Showing posts with label Jonathan Yardley. Show all posts
Showing posts with label Jonathan Yardley. Show all posts

Saturday, August 4, 2012

In a Swoon

Jonathan Yardley

I do believe I have a crush on Jonathan Yardley. His Second Reading is a delight. He is crazy about Eudora Welty and William Faulkner (shades of my Grand Southern Literary Tour). His favorites, with so many to choose from, by those two famous authors are The Robber Bridegroom and The Reivers.

He believes that The Great Gatsby is just about the greatest work by any American writer. Steinbeck doesn't stand up to his scrutiny as well as he did when Yardley was reading him as a younger man. Hemingway is just as cruel to Fitzgerald and Stein and Ford Maddox Ford, all who were a help to him, in A Moveable Feast.

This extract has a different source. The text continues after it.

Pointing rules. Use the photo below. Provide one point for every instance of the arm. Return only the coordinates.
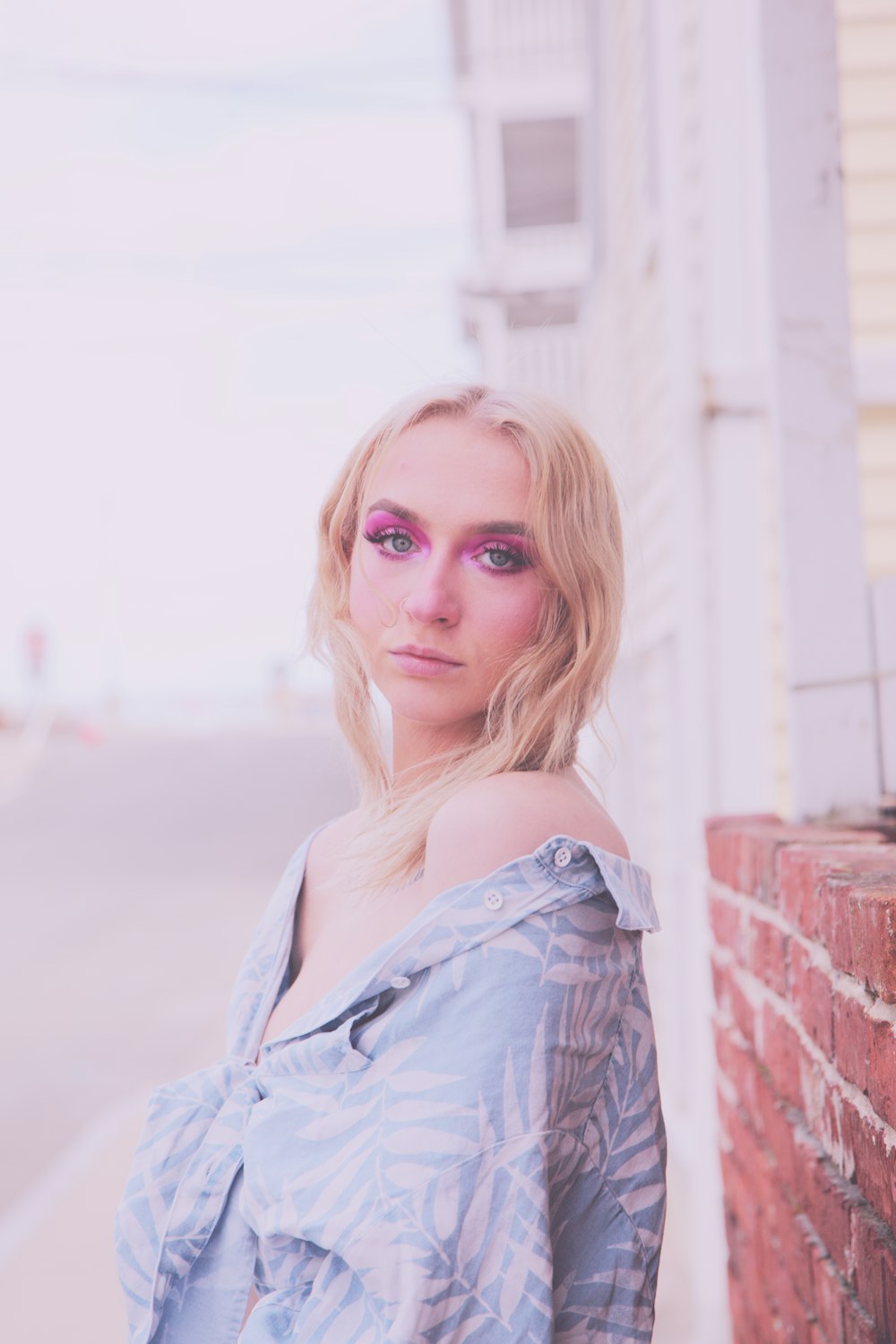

He takes a good long look at the early essays of Joan Didion, Slouching Toward Bethlehem; Maxine Hong Kingston's memoir The Woman Warrior; Toni Morrison's Sula; and, Crazy Salad, essays by the recently deceased Nora Ephron.

He adores James Thurber (My Life and Hard Times) and E. B. White (The Elements of Style)...as do I.

Best of all, once I am finished with the 60 reviews in this book, and I only have ten more to go, there are 37 more to be found online.

I am in a swoon.

Friday, August 3, 2012

Cloudy with rain - finally


Cloudy with rain. I am tired of the sun and heat. A perfect day to loll on the chaise lounge and read and pretend it is cool outside. (It isn't.)

I am truly enjoying Jonathan Yardley's book Second Reading. One minute I am visiting suburbia in the short stories of John Cheever, The Housebreaker of Shady Hill,  and a few pages later I am thrown into the world of baseball with Jim Brosnan's The Long Season.

What I really appreciate is that Mr. Yardley still owns the books he is rereading. Some are first editions bought at time of publication; others are well-worn finds he bought at used bookstores. Many he admits to rereading many times.

He also gives a brief bio of each author. Nothing ponderous; usually just a paragraph. Enough to place the author and the book in their time period. Much appreciated.


I am also finishing up another witty mystery by Georgette Heyer - The Unfinished Clue (1934) with Inspector Harding of Scotland Yard.

The gruff and bullying Sir Arthur is stabbed in the neck with a letter opener at the end of a weekend house party (that the British do so well). No one seems to miss him but a murderer must be found. Plenty of suspects; a terrific character, Lola, a dancer from Mexico, the fiancee of the dead man's son; and a perfectly named butler, Finch.

As always, Ms. Heyer perfectly captures the tone of the upper class manor and manners. Delicious.

Thursday, August 2, 2012

Second Reading by Jonathan Yardley

A lovely bookcover

I love books about books and I bought one last month that I have been anxious to start: Second Reading by Jonathan Yardley.

Yardley is a book reviewer with the Washington Post and this book is a collection of 60 some essays that he wrote between 2003 and 2010. These are not essays on the Book de Jour. Yardley takes a look - a second reading - at his favorites. Some books and authors have fallen out of fashion and some have never fallen out of fashion; hence the subtitle Notable and Neglected Books Revisited.

Just a scan of the table of contents and I know this is the book for me. I am reminded that I want to read Lucky Jim by Kingsley Amis and Cannery Row by John Steinbeck. I am anxious to read what Yardley thinks of Mr. Blandings Builds His Dream House by Eric Hodgins (I thought I was the only one on earth who loved that book) and A Moveable Feast by Hemingway (which I just reread for Paris in July).

And then there are those I have never heard of such as Reveille in Washington by Margaret Leach about Washington during the Civil War which Yardley promises is the best book ever written about the nation's capital.

After reading just a few of the selections, I can assure you that his style is smooth, his quotes only whet the appetite, and his opinions are lively and insightful. The book itself is a lovely volume published by Europa Editions which, according to its website, publishes "works of literary fiction, high-end mystery and noir, and narrative non-fiction from around the world." 

All in all, I am quite happy to make Mr. Yardley's acquaintance.